Advance pricing agreement (APA)/Advance tax ruling (ATR)
Taxpayers are able to obtain (legal) certainty concerning their tax positions. They may request the Dutch tax authorities to conclude an APA with respect to the transfer pricing of controlled transactions. Taxpayers may also request the Dutch tax authorities to provide an ATR with respect to the CIT implications of a (contemplated) set of transactions.
Measure are in place to avoid unwanted use of the possibility to obtain APAs and ATRs:
- In certain situations, no pre-consultation is allowed, namely when:
- there is no sufficient relevant economic nexus
- saving of Dutch or foreign tax is the sole or decisive reason for the transaction, or
- a transaction takes place with a country that is on the Dutch list of low-tax jurisdictions.
- Rulings are published in summarised and anonymous form. Situations in which pre-consultation has taken place but where the ruling has not been concluded are also published in summarised form, including an explanation of why the ruling was not concluded.
- In principle, the tax authorities will make an effort to conclude APAs bilaterally, provided that a tax treaty has been concluded with the other country and that country is willing to cooperate in this respect.
The Netherlands Tax and Customs Administration employs a cooperative compliance program dubbed ‘horizontal monitoring’ ('horizontaal toezicht' in Dutch). In 2020, a redesign of the program was announced to be effective as of 2023, grandfathering the period until then.
Under the new scheme, three groups of taxpayers are identified: (i) the so-called ‘Top 100’ of largest and/or most influential Dutch taxpayers, (ii) other taxpayers that are denominated by Book 2, Title 9 of the civil code (required to publish annual accounts), and (iii) other taxpayers. The first group will be served under a so-called ‘individual compliance approach’. The second group may apply for an individualised approach through covenants. The third group can only use the cooperative compliance program under covenants of Fiscal Service Providers. PwC is one of the qualified service providers. Only taxpayers who are willing to be transparent and cooperative, having a modern approach of tax control, and auditably proving this can enter the new cooperative compliance program.

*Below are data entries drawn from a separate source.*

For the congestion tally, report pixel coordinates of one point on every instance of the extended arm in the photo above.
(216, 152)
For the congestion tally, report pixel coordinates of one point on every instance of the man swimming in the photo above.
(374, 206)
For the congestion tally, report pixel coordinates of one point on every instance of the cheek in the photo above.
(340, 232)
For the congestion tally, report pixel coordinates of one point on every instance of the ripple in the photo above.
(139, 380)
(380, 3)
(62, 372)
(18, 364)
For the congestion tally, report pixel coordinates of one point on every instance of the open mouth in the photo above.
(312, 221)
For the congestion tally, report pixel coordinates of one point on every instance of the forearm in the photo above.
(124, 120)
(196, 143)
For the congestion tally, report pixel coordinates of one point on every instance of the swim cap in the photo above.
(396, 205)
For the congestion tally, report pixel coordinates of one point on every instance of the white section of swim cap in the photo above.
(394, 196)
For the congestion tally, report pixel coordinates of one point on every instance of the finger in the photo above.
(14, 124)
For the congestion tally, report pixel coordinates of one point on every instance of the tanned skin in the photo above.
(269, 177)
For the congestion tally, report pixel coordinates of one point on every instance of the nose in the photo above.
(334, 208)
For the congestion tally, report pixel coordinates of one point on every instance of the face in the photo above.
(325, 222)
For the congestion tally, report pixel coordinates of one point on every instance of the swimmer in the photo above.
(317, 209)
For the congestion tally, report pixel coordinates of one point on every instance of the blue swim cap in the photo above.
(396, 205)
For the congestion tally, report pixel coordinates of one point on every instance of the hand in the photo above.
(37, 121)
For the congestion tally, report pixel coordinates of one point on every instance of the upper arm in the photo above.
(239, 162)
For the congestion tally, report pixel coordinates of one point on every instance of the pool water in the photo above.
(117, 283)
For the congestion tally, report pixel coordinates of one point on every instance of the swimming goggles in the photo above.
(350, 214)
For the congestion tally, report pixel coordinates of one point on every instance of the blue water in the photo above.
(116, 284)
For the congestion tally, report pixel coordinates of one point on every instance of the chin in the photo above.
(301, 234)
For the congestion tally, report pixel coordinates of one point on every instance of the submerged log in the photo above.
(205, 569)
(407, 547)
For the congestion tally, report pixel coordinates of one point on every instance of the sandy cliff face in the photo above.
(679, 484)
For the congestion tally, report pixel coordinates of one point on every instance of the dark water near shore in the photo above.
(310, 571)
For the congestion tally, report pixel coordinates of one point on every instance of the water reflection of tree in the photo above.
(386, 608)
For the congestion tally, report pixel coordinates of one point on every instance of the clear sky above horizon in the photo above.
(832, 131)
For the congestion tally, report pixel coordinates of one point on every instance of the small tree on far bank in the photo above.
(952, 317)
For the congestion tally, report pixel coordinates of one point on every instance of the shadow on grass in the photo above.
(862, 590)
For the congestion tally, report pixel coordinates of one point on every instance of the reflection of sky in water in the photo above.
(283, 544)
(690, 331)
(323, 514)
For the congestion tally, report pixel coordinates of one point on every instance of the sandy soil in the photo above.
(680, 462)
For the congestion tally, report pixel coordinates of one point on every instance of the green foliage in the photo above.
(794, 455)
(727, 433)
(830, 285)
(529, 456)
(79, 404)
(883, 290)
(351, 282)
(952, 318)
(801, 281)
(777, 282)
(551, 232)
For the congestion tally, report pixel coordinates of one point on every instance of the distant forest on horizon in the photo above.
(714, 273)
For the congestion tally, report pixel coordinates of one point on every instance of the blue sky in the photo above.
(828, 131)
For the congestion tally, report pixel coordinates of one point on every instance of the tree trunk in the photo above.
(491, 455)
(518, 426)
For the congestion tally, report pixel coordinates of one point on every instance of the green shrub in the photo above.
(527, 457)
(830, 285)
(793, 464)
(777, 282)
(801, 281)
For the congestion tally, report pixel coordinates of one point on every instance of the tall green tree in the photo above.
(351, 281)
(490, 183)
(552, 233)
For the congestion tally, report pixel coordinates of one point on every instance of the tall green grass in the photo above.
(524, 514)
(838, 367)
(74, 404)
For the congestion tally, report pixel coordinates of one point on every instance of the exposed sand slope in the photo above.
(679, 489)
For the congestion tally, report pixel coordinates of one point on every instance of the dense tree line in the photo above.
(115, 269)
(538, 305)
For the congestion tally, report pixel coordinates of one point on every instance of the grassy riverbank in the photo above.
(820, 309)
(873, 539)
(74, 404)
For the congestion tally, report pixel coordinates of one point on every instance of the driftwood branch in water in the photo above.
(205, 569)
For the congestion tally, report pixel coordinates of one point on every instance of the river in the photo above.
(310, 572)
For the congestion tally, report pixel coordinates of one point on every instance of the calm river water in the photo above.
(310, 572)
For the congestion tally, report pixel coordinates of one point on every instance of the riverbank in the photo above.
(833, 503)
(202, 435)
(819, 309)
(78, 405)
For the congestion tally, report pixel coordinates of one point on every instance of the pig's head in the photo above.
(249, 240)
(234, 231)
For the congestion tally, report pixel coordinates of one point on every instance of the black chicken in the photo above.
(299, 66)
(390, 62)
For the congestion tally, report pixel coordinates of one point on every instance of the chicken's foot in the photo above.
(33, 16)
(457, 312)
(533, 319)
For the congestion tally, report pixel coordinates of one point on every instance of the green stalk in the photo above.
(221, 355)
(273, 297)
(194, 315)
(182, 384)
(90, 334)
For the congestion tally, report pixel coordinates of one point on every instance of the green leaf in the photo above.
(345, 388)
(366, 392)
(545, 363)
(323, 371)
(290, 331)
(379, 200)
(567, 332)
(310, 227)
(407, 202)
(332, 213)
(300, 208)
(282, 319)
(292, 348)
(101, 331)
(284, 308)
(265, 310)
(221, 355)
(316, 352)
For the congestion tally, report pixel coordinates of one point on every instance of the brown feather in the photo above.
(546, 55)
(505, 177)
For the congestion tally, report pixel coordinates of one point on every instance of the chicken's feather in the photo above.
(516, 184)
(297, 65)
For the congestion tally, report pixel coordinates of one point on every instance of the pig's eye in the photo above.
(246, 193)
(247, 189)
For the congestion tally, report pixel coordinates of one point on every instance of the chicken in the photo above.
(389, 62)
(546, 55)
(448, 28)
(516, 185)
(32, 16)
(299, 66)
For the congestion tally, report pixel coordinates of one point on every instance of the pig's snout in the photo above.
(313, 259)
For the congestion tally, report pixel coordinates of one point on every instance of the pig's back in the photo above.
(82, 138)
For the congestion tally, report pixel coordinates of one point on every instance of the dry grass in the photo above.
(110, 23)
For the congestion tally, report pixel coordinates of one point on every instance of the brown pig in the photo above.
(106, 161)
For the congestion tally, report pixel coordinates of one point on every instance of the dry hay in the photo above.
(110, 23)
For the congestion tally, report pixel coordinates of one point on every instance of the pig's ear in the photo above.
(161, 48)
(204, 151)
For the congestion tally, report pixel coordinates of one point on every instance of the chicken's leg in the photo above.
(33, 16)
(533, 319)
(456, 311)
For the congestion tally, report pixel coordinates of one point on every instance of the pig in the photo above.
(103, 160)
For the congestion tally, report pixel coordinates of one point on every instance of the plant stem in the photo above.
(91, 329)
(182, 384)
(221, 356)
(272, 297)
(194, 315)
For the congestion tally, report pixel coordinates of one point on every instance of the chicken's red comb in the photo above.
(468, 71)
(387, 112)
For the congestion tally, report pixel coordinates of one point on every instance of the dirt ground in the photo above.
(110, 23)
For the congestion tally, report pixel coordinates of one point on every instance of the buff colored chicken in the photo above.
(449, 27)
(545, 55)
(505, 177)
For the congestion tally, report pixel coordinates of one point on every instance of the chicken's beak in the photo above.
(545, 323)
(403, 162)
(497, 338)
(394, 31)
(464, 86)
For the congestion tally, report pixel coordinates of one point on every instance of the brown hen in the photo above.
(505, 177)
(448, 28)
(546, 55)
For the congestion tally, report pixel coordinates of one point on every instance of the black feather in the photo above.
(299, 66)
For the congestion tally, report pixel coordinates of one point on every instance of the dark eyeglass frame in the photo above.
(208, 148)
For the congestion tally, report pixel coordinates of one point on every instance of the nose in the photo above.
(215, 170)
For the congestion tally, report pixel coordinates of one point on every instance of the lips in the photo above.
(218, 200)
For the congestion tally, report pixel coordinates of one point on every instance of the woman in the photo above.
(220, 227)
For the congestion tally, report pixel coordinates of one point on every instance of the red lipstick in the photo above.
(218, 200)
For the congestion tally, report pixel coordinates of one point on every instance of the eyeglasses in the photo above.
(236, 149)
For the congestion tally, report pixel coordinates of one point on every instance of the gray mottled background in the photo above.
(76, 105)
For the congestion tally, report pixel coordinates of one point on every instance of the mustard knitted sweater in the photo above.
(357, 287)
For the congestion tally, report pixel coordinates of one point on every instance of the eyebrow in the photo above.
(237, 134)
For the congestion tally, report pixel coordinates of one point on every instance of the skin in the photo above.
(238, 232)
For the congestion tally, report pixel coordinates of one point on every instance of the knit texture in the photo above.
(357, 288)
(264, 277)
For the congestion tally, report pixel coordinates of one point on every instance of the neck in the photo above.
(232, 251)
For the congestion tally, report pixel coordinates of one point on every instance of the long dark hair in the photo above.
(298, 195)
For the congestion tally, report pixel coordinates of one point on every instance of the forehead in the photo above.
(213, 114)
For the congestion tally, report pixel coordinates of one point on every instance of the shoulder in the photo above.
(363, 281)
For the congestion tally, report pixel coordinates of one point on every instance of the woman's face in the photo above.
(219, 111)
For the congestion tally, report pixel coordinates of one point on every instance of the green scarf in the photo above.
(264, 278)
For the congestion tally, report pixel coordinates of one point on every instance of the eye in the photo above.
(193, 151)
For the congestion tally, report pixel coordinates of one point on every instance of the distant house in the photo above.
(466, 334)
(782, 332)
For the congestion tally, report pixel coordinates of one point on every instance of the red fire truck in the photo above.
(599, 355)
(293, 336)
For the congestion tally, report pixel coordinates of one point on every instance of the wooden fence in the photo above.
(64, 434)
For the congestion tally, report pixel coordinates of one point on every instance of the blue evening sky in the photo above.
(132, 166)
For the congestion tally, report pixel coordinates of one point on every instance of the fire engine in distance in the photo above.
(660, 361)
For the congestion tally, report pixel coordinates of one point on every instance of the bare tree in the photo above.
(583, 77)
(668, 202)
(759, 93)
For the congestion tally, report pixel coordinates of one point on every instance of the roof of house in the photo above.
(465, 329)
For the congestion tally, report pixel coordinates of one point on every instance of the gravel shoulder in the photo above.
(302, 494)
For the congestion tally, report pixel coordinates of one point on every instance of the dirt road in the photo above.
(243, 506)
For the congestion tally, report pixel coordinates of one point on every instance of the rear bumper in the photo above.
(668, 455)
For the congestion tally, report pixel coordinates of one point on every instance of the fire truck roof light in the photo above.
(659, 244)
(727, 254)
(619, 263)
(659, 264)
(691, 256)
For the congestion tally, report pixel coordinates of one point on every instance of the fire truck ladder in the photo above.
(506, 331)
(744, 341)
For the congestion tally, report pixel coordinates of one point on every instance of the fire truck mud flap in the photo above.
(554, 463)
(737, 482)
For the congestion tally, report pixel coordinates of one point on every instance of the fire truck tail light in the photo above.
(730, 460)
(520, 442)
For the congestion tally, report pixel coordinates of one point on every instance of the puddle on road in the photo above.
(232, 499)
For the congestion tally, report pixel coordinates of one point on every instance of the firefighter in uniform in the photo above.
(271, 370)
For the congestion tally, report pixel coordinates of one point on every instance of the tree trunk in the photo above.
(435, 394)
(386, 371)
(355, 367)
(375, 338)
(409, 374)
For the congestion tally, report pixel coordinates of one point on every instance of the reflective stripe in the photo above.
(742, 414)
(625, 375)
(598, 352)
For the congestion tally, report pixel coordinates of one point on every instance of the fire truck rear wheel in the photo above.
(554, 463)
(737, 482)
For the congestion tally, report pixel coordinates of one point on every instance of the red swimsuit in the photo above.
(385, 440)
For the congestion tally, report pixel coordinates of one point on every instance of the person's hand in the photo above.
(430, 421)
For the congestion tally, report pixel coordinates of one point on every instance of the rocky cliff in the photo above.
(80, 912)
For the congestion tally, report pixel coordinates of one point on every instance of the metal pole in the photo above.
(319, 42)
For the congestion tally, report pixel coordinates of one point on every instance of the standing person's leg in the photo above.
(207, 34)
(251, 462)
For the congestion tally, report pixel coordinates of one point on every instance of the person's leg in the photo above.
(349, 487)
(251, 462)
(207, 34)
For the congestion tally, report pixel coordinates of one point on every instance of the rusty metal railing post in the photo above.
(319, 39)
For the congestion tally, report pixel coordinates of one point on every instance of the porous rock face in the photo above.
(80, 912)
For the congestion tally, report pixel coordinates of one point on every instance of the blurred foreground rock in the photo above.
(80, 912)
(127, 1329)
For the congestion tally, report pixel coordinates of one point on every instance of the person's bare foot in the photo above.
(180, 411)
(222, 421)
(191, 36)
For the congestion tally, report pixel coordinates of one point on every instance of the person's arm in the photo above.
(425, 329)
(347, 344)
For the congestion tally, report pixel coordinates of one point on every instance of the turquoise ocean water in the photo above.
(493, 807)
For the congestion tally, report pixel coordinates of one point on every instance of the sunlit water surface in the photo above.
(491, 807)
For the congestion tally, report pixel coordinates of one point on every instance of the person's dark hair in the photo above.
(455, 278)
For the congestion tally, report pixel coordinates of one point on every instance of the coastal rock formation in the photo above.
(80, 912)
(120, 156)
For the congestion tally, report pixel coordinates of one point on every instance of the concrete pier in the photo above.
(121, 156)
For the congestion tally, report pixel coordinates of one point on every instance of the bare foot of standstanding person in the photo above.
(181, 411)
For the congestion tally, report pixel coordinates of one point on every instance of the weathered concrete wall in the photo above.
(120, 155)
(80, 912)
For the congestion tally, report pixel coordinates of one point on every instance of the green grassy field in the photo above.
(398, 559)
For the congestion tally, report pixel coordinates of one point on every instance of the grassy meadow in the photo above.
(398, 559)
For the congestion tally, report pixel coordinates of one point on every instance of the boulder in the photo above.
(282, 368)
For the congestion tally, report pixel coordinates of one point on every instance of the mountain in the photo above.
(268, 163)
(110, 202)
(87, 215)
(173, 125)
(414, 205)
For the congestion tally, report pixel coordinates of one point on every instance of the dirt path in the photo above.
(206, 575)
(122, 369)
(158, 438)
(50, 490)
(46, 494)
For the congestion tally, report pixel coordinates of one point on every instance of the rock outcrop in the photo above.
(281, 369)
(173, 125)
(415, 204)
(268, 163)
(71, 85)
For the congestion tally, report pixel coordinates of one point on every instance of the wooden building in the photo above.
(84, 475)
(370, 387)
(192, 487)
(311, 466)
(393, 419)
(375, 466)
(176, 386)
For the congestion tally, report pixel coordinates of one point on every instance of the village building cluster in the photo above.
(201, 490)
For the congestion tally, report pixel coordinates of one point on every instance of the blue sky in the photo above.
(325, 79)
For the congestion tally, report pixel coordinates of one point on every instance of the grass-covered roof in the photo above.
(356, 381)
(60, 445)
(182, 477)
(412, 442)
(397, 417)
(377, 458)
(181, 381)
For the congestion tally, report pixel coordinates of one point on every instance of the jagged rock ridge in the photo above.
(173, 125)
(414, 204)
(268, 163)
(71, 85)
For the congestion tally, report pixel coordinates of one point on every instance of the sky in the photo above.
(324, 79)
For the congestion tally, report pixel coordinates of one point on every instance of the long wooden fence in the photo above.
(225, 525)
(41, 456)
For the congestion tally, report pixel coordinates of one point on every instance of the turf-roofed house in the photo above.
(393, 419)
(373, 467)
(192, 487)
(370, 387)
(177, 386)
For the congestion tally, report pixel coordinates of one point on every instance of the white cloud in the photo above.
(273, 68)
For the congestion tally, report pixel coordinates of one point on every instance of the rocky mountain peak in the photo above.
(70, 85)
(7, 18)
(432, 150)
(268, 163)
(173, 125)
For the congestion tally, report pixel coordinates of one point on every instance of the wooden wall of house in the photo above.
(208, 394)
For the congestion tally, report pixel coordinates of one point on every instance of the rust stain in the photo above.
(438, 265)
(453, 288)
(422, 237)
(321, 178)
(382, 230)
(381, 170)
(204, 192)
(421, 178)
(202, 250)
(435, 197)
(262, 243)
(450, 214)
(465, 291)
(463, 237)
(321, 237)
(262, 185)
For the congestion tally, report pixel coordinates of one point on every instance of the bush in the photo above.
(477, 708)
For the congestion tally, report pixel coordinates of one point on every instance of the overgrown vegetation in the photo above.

In December 2021, the Tax and Customs Administration published the Good Practices. This is a long-awaited answer to the questions that arise in practice around the organisation of tax control. The publication contains no minimum requirement, limitative description, or legal obligation to set up a tax control framework but provides a picture of what the Tax and Customs Administration expects when setting up tax control within the organisation.
Benefits of the redesigned cooperative compliance program will be swifter-than-normal certainty and a better working relationship between taxpayer and tax administration.
The Dutch tax authorities will adjust the methods and intensity in which they perform their monitoring to the level of tax control of the taxpayer. Moreover, audits performed by the tax authorities may shift from reactive (tax audits over past years) to proactive (providing ‘assurance’ upfront and working with real-time data). Under horizontal monitoring, the company’s relationship with the Dutch tax authorities is based on trust, mutual understanding, and transparency. Horizontal monitoring can be applied to all tax types including, but not limited to, CIT, VAT, wage tax, and social security.
The Dutch Corporate Income Tax Act and Dividend Withholding Tax Act contain several anti-abuse provisions that aim to counter artificial arrangements. In these cases, the taxpayer can prove that the arrangement is not artificial if it meets certain relevant substance requirements. The relevant substance requirements serve as an indication that the arrangement is not artificial, leaving room for other facts and circumstances to play a role in determining whether or not there is abuse. There are similar regulations in the Conditional Source Taxation Act.
Topics of focus for tax authorities
The topics of focus for the Dutch tax authorities may vary.